Monday, April 11, 2016

Calculating the Price of Climate Change:  How Much Is the Crisis Costing Us? - by Emily Logan, Care2

Walking the line between grassland and desert (Credit: Click to Enlarge.
According to the Environmental Protection Agency, the social cost of carbon is anywhere between $11 and $68 per metric ton of carbon dioxide and likely to more than double by midcentury.

Others have tried to grasp the whole picture.  In 2014 the United Nations’ Intergovernmental Panel on Climate Change sparked headlines with its calculation that helping developing nations cope with climate impacts could cost the world half a trillion dollars annually by midcentury.  That’s the low estimate should the world not find a way to meet the 2 degree goal set at the Paris Climate Talks.

When looking at these estimates and making the economic case for climate action, I find it helpful to think of three big ways climate change affects the bottom line:
  1. Cost of disasters
    While no one storm, drought, tornado or flood can be specifically attributed to climate change, we do know with certainty that climate change will make extreme weather events like Hurricane Katrina, the 2012 western wildfires and California drought more frequent and severe.  In 2015 the National Oceanic and Atmospheric Administration (NOAA) counted 10 billion-dollar disasters from floods in South Carolina to wildfires in Alaska.  While each year is idiosyncratic, the trend is clear:  In the last 35 years we’ve seen an increasing number of billion dollar disasters.  NOAA itself admits that, if anything, their dollar estimates are systematically too low.

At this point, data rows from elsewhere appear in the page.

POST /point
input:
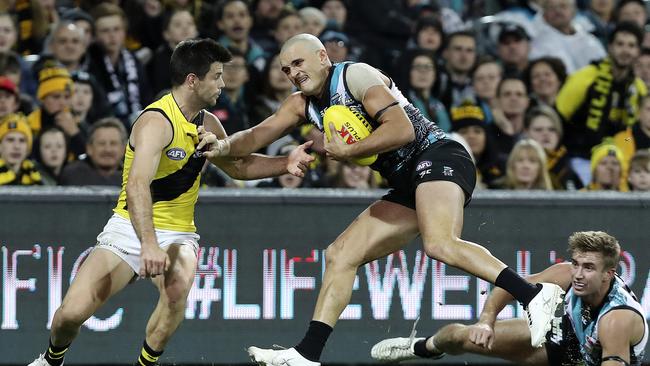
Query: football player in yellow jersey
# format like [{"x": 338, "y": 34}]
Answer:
[{"x": 152, "y": 232}]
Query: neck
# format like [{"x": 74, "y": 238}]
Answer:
[{"x": 185, "y": 104}]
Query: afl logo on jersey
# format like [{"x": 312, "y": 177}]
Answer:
[{"x": 176, "y": 153}]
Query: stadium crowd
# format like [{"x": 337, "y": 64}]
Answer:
[{"x": 546, "y": 94}]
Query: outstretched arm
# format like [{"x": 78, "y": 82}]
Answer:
[{"x": 252, "y": 166}]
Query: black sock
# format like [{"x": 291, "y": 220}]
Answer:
[
  {"x": 148, "y": 357},
  {"x": 420, "y": 349},
  {"x": 312, "y": 345},
  {"x": 518, "y": 287},
  {"x": 54, "y": 355}
]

    Wrapped into this is the cost of dealing with the change that’s already inevitable, including several feet of sea level rise.
  2. Cost of displacement
    Climate change is poised to exact a massive toll on people and communities.  That can be measured not just in the human cost, but also in the real cost of displacement of people and commerce and resulting conflict.
  3. Cost of delay
    By failing to square with climate change and make changes decades ago, we’ve already set unstoppable environmental changes into motion.  This means that we no longer have the choice between reducing carbon pollution and adapting for a warmer climate.  We have to do both.  But the longer we wait while continuing to emit large quantities of carbon, the more we’ll need to cut to avert catastrophe.  This will create a bigger disruption in the world economy with profound impacts for industry, government and individual incomes, financial security and quality of life.
    The numbers make the way forward clear:  Not only is it unethical to continue on our destructive [way], we simply cannot afford inaction on climate.